The pith may not be centered and there could be taper in the log that will not allow more than 3 beams per log.

mesquite buckeye

Any sapwood, especially if off center or only on one edge will greatly increase curvature with drying. :(
Manage 80 acre tree farm in central Missouri and Mesquite timber and about a gozillion saguaros in Arizona.

LittleJohn

Don't forget to account for blade kirf

Joe Hillmann


I don't actually know the sizes of the logs I have (I was just given them on Friday)  I was told there are 6 to 8 logs that are 16 to 20 feet long.  When I went out to look at them only one end of one was visible through the snow.  More than anything I was using them as an example of what I should keep in mind when sawing beams out of logs to get the best quality.

Joe Hillmann

Quote from: mesquite buckeye on March 11, 2014, 12:49:07 PM
Any sapwood, especially if off center or only on one edge will greatly increase curvature with drying. :(

That is good to know,  Is there any rule of thumb when it comes to how far you want to stay away from the sap wood or doesn't it matter as long as there is no sap wood in the beam?

mesquite buckeye

Seems like sapwood shrinks more than heartwood when it dries.
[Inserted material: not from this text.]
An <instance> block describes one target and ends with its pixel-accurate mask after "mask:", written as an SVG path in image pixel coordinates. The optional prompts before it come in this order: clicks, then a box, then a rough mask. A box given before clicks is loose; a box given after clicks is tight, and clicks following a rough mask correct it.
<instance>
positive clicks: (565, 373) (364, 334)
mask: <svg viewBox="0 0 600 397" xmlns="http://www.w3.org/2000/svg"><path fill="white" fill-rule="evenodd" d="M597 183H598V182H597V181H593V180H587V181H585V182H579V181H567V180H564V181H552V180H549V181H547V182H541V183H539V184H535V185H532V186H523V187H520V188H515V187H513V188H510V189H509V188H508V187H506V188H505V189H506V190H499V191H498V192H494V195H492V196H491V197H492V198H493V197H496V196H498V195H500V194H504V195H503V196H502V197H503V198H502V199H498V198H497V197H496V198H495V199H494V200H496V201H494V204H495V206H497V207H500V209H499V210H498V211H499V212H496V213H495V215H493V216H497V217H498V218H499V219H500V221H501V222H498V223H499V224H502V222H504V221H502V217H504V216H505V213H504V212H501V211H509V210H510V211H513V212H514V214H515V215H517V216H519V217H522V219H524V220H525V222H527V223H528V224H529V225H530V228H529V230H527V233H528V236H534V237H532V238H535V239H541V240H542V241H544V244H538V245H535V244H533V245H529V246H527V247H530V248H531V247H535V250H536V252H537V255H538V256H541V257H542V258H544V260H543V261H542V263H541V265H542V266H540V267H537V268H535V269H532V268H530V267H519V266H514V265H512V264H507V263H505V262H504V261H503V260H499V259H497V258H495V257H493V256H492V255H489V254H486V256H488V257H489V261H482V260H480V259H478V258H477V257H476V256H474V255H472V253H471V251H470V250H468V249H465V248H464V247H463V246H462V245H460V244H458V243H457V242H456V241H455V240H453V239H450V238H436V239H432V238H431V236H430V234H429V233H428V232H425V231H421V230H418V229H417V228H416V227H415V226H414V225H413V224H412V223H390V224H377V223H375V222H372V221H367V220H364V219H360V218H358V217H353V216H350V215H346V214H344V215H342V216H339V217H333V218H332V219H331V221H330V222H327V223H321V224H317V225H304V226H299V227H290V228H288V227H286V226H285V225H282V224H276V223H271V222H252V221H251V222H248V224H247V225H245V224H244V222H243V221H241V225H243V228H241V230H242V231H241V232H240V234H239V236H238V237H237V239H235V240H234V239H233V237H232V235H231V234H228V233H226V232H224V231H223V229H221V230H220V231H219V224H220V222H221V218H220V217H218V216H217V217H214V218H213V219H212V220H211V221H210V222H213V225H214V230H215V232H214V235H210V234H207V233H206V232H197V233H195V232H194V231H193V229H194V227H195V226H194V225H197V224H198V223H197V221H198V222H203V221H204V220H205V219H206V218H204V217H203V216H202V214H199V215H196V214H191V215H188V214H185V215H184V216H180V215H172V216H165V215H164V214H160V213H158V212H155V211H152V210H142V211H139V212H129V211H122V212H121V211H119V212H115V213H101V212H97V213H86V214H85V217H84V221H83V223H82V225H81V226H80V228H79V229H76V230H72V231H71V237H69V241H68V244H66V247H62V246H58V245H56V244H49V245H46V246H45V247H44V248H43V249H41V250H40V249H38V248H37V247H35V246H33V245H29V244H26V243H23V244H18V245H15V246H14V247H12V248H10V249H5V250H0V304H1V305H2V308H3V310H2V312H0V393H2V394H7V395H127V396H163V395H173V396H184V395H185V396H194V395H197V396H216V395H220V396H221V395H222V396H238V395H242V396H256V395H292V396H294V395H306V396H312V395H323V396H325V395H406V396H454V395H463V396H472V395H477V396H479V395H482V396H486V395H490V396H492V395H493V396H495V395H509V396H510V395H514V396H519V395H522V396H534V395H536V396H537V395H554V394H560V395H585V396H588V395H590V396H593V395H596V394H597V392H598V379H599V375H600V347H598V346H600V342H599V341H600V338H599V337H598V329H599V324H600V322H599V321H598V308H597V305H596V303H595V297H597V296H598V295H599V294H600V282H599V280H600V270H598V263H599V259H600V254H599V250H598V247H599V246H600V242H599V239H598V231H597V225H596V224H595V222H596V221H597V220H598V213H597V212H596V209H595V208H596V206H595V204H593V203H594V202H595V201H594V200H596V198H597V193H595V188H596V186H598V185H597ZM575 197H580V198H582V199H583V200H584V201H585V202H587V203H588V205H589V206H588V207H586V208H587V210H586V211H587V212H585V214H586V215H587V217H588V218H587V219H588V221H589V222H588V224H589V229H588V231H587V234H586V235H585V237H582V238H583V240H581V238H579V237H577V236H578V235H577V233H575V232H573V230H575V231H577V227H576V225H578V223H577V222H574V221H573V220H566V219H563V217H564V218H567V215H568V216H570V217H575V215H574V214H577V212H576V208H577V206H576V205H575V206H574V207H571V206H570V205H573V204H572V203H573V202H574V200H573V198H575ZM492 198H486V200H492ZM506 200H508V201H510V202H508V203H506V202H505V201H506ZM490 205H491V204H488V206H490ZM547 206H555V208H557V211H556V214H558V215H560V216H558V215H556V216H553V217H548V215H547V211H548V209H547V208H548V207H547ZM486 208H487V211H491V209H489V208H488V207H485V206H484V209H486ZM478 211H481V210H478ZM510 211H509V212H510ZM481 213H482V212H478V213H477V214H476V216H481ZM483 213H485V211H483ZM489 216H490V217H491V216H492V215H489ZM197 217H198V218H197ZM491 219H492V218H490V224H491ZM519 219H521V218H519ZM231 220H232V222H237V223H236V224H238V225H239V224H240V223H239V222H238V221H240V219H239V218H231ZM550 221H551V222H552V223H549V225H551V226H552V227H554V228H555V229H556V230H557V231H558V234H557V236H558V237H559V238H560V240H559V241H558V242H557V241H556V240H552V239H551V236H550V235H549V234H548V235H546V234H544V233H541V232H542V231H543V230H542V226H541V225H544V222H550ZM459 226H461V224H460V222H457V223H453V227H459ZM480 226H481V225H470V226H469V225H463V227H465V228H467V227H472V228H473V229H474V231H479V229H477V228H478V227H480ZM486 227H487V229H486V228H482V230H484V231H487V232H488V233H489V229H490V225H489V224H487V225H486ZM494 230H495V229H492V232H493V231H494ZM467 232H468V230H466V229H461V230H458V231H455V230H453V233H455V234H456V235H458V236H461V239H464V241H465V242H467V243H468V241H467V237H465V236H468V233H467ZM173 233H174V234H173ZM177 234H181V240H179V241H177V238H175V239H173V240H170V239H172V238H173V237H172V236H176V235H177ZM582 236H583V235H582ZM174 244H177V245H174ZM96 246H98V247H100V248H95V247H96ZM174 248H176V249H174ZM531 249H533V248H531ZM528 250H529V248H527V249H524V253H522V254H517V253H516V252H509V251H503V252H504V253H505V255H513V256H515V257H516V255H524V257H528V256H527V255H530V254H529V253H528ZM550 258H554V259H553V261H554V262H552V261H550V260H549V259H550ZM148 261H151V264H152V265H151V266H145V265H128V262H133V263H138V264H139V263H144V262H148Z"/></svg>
The less, the better if it is off center. I think if it was a band on a quarter sawn piece equal on either edge, you should be ok. Rift and flat sawn pieces would be the worst. Just think of the sapwood as a rubber band pulled tight and you should be able to better predict the movement if you are going to get it. ;D 8) 8) 8)
Manage 80 acre tree farm in central Missouri and Mesquite timber and about a gozillion saguaros in Arizona.